Building a RAG System with LangChain

Now that you understand the concepts behind RAG, embeddings, and vector databases, let's put it all together and build a complete, production-ready RAG system using LangChain.

By the end of this lesson, you'll have a working RAG pipeline that can answer questions about any document.

The Complete RAG Pipeline

A RAG system has 6 key stages:

1. Load Documents (PDF, web, text, etc.)
2. Split into Chunks (preserve context)
3. Create Embeddings (semantic vectors)
4. Store in Vector DB (enable fast search)
5. Retrieve Relevant Chunks (similarity search)
6. Generate Answer (LLM + context)

Let's build each component step by step.

Setup and Installation

bash

# Install required packages
pip install langchain langchain-openai langchain-community
pip install chromadb
pip install pypdf  # For PDF support
pip install tiktoken  # For token counting

python

# Import core dependencies
from langchain_openai import OpenAI, ChatOpenAI, OpenAIEmbeddings
from langchain_community.vectorstores import Chroma
from langchain.text_splitter import RecursiveCharacterTextSplitter
from langchain.chains import RetrievalQA
from langchain_community.document_loaders import (
    PyPDFLoader,
    TextLoader,
    DirectoryLoader
)
from langchain.schema import Document
import os

# Set API key
os.environ["OPENAI_API_KEY"] = "your-api-key-here"

Step 1: Document Loading

LangChain provides loaders for various document types:

Load PDF Documents

python

from langchain_community.document_loaders import PyPDFLoader

def load_pdf(file_path: str):
    """Load a PDF file"""
    loader = PyPDFLoader(file_path)
    documents = loader.load()

    print(f"Loaded {len(documents)} pages from {file_path}")
    print(f"First page preview: {documents[0].page_content[:200]}...")

    return documents

# Example
docs = load_pdf("company_handbook.pdf")

# Each document has:
# - page_content: The actual text
# - metadata: {'source': 'handbook.pdf', 'page': 0}

Load Multiple PDFs from Directory

python

from langchain_community.document_loaders import DirectoryLoader

def load_pdf_directory(directory_path: str):
    """Load all PDFs from a directory"""
    loader = DirectoryLoader(
        directory_path,
        glob="**/*.pdf",  # Recursive PDF search
        loader_cls=PyPDFLoader,
        show_progress=True
    )
    documents = loader.load()

    print(f"Loaded {len(documents)} pages from directory")
    return documents

# Example
all_docs = load_pdf_directory("./company_docs/")

Load Text Files

python

from langchain_community.document_loaders import TextLoader

def load_text_file(file_path: str):
    """Load a text file"""
    loader = TextLoader(file_path, encoding="utf-8")
    documents = loader.load()
    return documents

# Example
text_docs = load_text_file("policy.txt")

Load from Web

python

from langchain_community.document_loaders import WebBaseLoader

def load_web_page(url: str):
    """Load content from a web page"""
    loader = WebBaseLoader(url)
    documents = loader.load()
    return documents

# Example
web_docs = load_web_page("https://example.com/documentation")

Custom Document Creation

python

from langchain.schema import Document

def create_custom_documents():
    """Create documents manually"""
    documents = [
        Document(
            page_content="Our company was founded in 2020.",
            metadata={"source": "about_us", "section": "history"}
        ),
        Document(
            page_content="We offer a 30-day money-back guarantee.",
            metadata={"source": "policy", "section": "refunds"}
        ),
        Document(
            page_content="Customer support is available 24/7.",
            metadata={"source": "support", "section": "contact"}
        )
    ]
    return documents

custom_docs = create_custom_documents()

Pro Tip: Always check the metadata after loading.
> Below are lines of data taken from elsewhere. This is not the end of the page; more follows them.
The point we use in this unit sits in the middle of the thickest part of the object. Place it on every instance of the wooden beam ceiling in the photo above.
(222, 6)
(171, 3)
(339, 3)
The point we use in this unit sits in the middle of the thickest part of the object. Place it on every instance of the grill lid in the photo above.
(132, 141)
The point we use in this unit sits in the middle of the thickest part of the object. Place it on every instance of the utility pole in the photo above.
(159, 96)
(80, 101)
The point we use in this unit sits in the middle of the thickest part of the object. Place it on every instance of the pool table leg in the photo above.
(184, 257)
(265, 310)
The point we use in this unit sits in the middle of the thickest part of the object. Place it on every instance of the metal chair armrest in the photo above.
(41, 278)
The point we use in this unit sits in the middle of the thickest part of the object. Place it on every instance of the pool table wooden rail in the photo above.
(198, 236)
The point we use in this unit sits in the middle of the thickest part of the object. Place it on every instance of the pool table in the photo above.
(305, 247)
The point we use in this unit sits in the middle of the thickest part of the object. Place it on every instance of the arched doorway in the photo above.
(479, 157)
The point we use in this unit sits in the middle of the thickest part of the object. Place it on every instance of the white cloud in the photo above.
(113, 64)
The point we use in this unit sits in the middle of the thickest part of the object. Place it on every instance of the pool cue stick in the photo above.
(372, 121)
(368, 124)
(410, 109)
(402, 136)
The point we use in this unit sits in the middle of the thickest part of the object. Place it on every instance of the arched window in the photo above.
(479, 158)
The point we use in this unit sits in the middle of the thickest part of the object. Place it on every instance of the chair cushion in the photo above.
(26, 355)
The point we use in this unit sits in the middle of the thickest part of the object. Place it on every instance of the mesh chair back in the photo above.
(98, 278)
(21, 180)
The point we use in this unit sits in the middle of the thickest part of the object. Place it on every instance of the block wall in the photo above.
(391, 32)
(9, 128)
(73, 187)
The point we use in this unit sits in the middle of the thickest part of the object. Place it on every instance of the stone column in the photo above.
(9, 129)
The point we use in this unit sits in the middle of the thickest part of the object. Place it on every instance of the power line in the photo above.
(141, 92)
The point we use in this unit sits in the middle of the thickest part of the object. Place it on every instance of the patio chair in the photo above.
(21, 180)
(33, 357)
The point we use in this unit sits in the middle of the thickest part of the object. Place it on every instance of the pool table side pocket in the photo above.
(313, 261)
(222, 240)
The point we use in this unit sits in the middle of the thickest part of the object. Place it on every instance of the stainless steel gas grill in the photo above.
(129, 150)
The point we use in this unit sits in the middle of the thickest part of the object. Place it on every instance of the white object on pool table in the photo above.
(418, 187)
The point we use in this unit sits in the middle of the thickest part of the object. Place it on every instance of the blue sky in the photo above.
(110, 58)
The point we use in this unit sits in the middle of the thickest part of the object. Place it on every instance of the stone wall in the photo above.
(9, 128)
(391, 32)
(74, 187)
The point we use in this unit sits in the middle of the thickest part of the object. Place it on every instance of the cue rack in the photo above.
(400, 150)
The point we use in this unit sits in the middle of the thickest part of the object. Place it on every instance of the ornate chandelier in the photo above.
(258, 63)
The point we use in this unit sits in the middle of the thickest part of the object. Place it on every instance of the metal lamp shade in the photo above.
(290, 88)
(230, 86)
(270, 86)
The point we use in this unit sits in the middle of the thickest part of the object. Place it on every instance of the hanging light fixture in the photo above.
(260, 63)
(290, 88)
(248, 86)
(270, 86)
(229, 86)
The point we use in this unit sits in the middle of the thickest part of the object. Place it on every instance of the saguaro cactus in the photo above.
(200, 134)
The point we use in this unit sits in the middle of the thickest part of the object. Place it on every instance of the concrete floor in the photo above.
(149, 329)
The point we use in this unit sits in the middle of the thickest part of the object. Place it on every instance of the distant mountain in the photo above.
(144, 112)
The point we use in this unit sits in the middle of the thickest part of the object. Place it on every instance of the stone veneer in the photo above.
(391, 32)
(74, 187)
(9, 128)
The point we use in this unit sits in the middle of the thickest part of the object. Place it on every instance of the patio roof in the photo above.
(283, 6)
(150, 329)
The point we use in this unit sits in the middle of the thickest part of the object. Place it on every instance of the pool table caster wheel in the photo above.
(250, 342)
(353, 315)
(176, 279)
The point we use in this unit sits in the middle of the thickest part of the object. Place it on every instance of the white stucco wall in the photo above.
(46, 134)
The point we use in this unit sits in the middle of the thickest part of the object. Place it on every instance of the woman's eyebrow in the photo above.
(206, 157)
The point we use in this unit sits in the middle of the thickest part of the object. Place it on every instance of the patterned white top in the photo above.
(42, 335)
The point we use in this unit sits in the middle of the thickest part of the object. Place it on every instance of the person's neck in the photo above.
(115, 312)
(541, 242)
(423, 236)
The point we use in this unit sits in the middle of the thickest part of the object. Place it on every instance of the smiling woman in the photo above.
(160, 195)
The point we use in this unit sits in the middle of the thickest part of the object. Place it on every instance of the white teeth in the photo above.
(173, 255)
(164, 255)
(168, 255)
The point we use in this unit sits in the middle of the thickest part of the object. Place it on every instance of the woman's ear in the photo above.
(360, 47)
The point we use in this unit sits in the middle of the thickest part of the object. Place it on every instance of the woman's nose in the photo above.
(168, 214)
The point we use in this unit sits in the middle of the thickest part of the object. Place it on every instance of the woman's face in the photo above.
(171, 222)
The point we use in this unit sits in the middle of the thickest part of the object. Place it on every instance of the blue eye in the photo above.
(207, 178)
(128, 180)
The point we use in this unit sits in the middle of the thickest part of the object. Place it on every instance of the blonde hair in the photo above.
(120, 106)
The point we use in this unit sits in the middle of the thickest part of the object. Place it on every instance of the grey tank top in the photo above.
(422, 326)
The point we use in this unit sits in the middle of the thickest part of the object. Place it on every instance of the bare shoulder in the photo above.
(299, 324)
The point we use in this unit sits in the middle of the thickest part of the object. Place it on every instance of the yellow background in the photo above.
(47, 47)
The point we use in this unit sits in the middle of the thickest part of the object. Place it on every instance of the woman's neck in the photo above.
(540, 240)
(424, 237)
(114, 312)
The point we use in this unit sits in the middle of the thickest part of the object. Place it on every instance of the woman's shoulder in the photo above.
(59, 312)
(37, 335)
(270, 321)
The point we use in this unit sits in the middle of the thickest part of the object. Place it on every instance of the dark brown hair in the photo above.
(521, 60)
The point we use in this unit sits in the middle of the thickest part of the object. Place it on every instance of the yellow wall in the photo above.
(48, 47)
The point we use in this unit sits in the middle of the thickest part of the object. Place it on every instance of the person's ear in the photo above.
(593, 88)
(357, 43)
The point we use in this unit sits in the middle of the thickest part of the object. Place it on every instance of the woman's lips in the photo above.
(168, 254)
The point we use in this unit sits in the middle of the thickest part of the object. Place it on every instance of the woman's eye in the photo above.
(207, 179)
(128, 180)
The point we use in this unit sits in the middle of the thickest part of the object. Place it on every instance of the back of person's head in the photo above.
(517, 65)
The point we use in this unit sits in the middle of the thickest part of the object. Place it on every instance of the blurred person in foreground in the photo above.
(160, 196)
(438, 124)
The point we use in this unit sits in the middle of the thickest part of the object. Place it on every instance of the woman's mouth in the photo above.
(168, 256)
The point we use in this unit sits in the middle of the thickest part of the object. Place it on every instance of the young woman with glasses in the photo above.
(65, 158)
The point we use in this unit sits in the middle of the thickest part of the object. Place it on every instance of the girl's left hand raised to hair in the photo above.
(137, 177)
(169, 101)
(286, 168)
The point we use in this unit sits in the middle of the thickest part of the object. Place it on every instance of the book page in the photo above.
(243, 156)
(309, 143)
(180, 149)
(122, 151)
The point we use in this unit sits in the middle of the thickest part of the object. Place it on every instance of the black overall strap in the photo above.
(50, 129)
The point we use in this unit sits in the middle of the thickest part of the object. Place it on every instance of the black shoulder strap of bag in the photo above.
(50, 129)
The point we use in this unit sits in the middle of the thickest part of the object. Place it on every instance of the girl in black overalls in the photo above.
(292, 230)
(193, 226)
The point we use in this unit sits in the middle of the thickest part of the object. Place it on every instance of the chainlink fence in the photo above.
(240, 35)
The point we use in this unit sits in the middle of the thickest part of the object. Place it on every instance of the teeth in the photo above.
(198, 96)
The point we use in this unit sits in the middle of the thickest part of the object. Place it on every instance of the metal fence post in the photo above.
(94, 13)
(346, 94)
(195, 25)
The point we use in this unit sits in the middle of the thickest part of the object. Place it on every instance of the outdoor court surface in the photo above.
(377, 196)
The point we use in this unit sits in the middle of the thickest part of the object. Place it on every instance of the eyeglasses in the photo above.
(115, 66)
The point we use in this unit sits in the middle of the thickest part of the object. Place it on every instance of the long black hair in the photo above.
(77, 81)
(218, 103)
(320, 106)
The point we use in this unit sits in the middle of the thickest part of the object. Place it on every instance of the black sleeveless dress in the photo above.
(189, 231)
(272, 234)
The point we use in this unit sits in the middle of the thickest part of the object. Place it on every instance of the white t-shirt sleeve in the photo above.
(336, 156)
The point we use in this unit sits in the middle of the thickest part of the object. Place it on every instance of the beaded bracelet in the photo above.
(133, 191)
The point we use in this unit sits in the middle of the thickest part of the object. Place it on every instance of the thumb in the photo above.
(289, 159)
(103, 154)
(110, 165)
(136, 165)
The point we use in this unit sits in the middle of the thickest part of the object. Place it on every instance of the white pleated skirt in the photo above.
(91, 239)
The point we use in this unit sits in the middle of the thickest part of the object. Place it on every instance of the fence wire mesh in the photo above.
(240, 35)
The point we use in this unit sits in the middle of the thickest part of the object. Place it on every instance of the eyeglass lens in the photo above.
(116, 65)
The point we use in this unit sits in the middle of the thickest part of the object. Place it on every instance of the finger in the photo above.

It helps with source attribution and filtering during retrieval.

Step 2: Text Splitting (Chunking)

Documents need to be split into smaller chunks for effective retrieval.
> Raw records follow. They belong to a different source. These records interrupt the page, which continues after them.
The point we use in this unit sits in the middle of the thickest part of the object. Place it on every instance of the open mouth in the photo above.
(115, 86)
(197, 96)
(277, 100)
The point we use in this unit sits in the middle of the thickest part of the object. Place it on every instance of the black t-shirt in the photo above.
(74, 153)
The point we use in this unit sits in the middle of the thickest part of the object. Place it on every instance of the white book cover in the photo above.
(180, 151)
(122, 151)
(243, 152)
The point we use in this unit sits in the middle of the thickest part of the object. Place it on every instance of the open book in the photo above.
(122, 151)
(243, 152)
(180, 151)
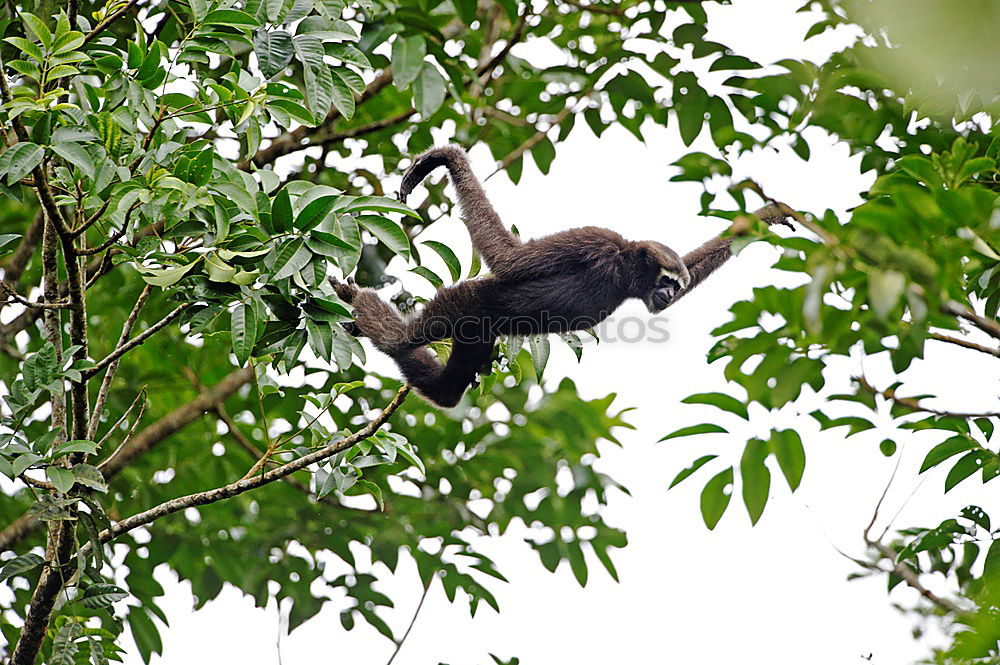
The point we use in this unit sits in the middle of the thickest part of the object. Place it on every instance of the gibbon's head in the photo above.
(666, 276)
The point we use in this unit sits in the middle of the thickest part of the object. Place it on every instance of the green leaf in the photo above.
(20, 159)
(429, 91)
(217, 269)
(348, 53)
(70, 41)
(90, 476)
(715, 498)
(75, 155)
(755, 477)
(232, 18)
(689, 471)
(376, 203)
(20, 565)
(719, 401)
(99, 596)
(704, 428)
(281, 212)
(690, 104)
(947, 448)
(539, 346)
(388, 232)
(164, 277)
(78, 446)
(320, 335)
(327, 244)
(291, 257)
(8, 242)
(407, 59)
(967, 465)
(28, 47)
(448, 256)
(791, 455)
(429, 275)
(243, 324)
(274, 51)
(884, 290)
(37, 28)
(343, 96)
(315, 212)
(62, 479)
Chunking Definition: The process of dividing large documents into smaller, semantically meaningful segments (chunks) that fit within LLM context windows while preserving context through overlapping text between adjacent chunks.

Why Chunking Matters

python

# ❌ Bad: Entire document as one chunk
# - Too large for context window
# - Diluted relevance
# - Poor retrieval accuracy

# ✅ Good: Smart chunking
# - Manageable size (500-1000 tokens)
# - Preserves context
# - Better retrieval precision

RecursiveCharacterTextSplitter

python

from langchain.text_splitter import RecursiveCharacterTextSplitter

def create_text_splitter(chunk_size=1000, chunk_overlap=200):
    """
    Create a text splitter with smart defaults

    Args:
        chunk_size: Target size of each chunk (in characters)
        chunk_overlap: Overlap between chunks to preserve context
    """
    text_splitter = RecursiveCharacterTextSplitter(
        chunk_size=chunk_size,
        chunk_overlap=chunk_overlap,
        length_function=len,
        separators=["\n\n", "\n", " ", ""]  # Try to split on paragraphs first
    )
    return text_splitter

# Split documents
text_splitter = create_text_splitter()
chunks = text_splitter.split_documents(docs)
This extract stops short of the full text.